3 Every Day
With all the press on Ray Rice, the nation has been focused on domestic violence, and the overwhelming statistics. Stats such as 3 women every day die from domestic violence. And the violence is coming from an intimate partner – spouse, boyfriend, or even a girlfriend.
It’s estimated that 22% of women, and 14% of men, experience physical violence, with the most common being slammed against something, or being hit with a fist or hard object.
The saddest part about these statistics is the abused partner usually stays in the relationship. Although you can hardly call it a relationship. We wonder why. Why do they stay? Why don’t they get help? Why do they protect the person? Why? Why? Why?

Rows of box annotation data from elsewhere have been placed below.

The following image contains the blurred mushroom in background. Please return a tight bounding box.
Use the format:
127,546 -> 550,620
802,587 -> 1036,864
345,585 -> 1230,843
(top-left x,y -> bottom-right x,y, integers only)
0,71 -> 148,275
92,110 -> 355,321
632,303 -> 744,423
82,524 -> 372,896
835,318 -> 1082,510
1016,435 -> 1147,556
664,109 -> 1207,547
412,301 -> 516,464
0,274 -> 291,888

Good questions only the victim can answer. But it’s usually because they feel they have no other options. They’ve been beaten down emotionally as well as physically. They wonder how they'll support themselves. And of course what if the abusing partner has apologized and shown remorse. Certainly they wouldn’t feel bad if they didn’t love me. Right?
Most believe the abused partner is weak, has no self-esteem, or doesn’t believe they deserve to be happy. But that’s not always the case. Sometimes they’re a strong person caught up in a bad situation. Maybe they either miss the warning signs, or just want to try and help the abuser to be a better person.
Or, perhaps that was just me.
I never share this story, but now feel compelled to share.
At 19 I stupidly married an older man who'd had a bad, abusive childhood. I wasn’t in love with him. I wanted to help him be happy. But at 19 I was woefully unprepared for what I stepped into. I’d married an alcoholic, with more demons than we had closets.
All the warning signs were there, but I believed I could help him, until it was almost too late. The excessive drinking, verbal abuse, threats, and pushing that escalated to slapping.
I slowly came to the realization I couldn’t help him. You can’t help someone who doesn’t want to help himself, or herself. I realized I had to protect myself. First step, hiding the bullets to the rifle he kept in the closet – along with his demons.
Even with the warning signs and realization, I drug my feet on leaving. Finally one night I’d had enough. When he started to hit me I swung back. That proved to be a huge mistake. I got the worse beating of my life.
After that, I finally left. But to this day I’m reminded of that year every time I feel the chipped bones in my face, or panic when someone puts me in a friendly hold that terrifies me.
Back then, no one talked about domestic violence. It was something to hide and be ashamed of. But maybe today is different. Maybe with all the press, people like me sharing stories, and individuals paying attention, it saves a life, or two, or three.